Jusqu’à il y a peu, on avait envie de défendre les œuvres de Bertrand Tavernier contre ces critiques un peu faciles qui, au nom d’une conception de la modernité cinématographique qui accuse ses cinquante ans d’âge, les vilipendent systématiquement, en usant de termes d’une violence parfois stupéfiante. Mais quand bien même conserverait-on de l’affection pour les chefs-d’œuvre passés (Que la fête commence…, Coup de torchon…) d’un cinéaste à la personnalité attachante, force est de constater que ses derniers films sont de plus en plus faibles, de plus en plus indolents en termes de mise en scène. Dans La Princesse de Montpensier, ce relâchement s’exprime à travers une foule de détails : ainsi, dès la première scène qui s’ouvre sur un champ de bataille enfumé, on peut observer dans un coin de l’écran un figurant, à terre, parmi les agonisants et les blessés, qui sourit et fait l’imbécile avec son épée… Il est pour le moins surprenant que cet écart soit passé inaperçu au montage ! Les scènes de guerre sont d’ailleurs le principal point faible d’un film qui pourrait pourtant aisément s’en passer, tant elles n’apportent rien à l’intrigue. Illisibles, sans rythme, elles souffrent d’un terrible problème de crédibilité. Le moindre blockbuster américain fait preuve de plus d’imagination et de vraisemblance dans ses scènes d’action.
L’autre faiblesse de La Princesse de Montpensier, ce sont ses interprètes. On sent que Tavernier, à son habitude, a composé son casting avec soin, mais la sauce ne prend pas et personne ne paraît jouer dans le même film. Tandis que Raphaël Personnaz, affublé d’un maquillage outrancier et saugrenu, semble jouer dans une farce, Mélanie Thierry défend son personnage avec conviction.

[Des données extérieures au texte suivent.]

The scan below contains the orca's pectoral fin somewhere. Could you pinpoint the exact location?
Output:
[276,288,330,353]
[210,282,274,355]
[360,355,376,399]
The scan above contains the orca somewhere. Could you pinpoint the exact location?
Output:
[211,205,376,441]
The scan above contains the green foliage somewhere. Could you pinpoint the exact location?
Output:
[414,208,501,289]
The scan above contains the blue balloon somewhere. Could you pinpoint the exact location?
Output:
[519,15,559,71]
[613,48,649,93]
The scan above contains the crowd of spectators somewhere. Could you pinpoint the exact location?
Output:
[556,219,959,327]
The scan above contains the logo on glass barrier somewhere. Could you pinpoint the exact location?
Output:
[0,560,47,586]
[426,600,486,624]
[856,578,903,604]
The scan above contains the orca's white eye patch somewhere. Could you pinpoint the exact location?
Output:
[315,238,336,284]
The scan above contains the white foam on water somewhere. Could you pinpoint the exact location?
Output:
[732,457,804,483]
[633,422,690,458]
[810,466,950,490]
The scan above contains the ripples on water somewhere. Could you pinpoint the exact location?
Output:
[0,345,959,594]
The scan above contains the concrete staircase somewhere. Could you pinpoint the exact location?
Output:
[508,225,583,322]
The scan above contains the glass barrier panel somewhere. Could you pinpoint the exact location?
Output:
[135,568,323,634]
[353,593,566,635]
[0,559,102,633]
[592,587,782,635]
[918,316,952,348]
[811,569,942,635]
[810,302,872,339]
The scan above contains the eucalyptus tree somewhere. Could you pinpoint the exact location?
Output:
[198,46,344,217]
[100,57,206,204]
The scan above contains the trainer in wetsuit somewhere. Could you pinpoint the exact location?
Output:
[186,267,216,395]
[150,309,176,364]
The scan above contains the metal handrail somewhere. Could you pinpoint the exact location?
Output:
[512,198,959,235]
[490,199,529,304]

Ces deux-là sont les seuls qui parviennent à insuffler un peu de vie à l’écran : la plupart des autres acteurs, dont Lambert Wilson, jouent faux – la palme revenant à l’inexpressif Grégoire Leprince-Ringuet, qui ânonne ses répliques avec un manque de conviction consternant.
Pour autant, le film n’est pas la purge que d’aucuns annonçaient depuis Cannes. Mais il manque à cette Princesse de Montpensier, qui ne choisit jamais sa voie, soit la rigueur formelle qui la transformerait en une véritable tragédie, soit la fougue et la fantaisie qui en feraient une œuvre pleinement romanesque et populaire.